The Beacon Bolt is a publication of the student body of Northwest Christian University. CBS reported on April 1, 2016 that Ivy League schools are getting harder to get into than ever before. Harvard is the leader of the pack, accepting record low of 5.3% of this year’s 37,307 applicants. Many other Ivy League institutions are following suit, including Columbia University, accepting only 6.1%. The chances of getting into such a school are so low, these universities are only in the market for high-achieving high school seniors. Those applying make the decisions extremely hard on the admissions staff with increasingly strong academic credentials. Admissions director, Marlyn E. McGrath says, “More than 16,000 of the applicants scored above 700 on the SAT math test, for instance, while 3,000 were ranked first in their high school classes.”
High school students are paying small fortunes to have special coaches and teachers to make them into ideal candidates for these Ivy League programs. So what’s all the fuss? Why are teens dying to get in? It is statistically shown that gaining admission to Ivy League schools is a ticket to gaining a higher step on the socio-economic ladder. The Washington Post’s Christopher Ingraham published an article on September 14, 2015 showing the annual salary difference between Ivy League grads and all other grads. After ten years of working, studies show that “The median annual earnings for an Ivy League graduate 10 years after starting amount to well over $70,000 a year. For graduates of all other schools, the median is around $34,000. But things get really interesting at the top end of the income spectrum. The top 10 percent of Ivy League grads are earning $200,000 or more ten years after starting school. The top earners of other schools, on the other hand, are making just a hair under $70,000.”
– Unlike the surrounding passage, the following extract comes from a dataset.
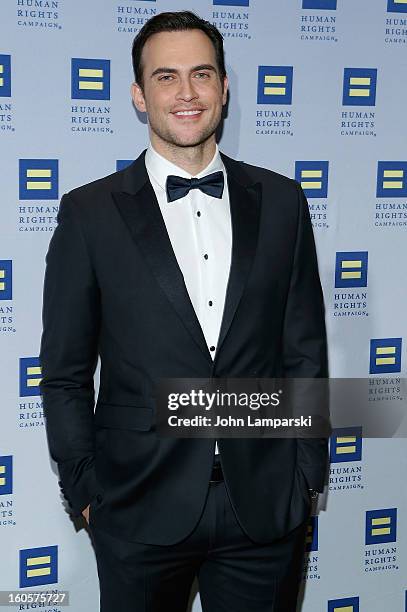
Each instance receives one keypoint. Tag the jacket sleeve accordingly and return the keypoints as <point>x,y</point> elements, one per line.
<point>304,336</point>
<point>68,356</point>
In comparison, NCU’s website even states, “The median salary for an NCU graduate a decade after enrolling is $38,500 per year.”
The devastating truth that thousands of applicants realize every year is that even with perfect grades, test scores and extra-curricular activities it’s still almost impossible to get in. Cornell University currently has the highest acceptance rate of all Ivy League schools, with a 14.9% acceptance rate. In the fall of 2014 the rolling acceptance rate here at NCU according to US News was 71.9%. So while it’s great to strive for the best, if you’re one of the many students who receive a rejection letter from an Ivy League school, you’re not alone. There are a lot of other options such as smaller colleges with higher admission rates, but I hope wherever you end up, you can have pride in your university.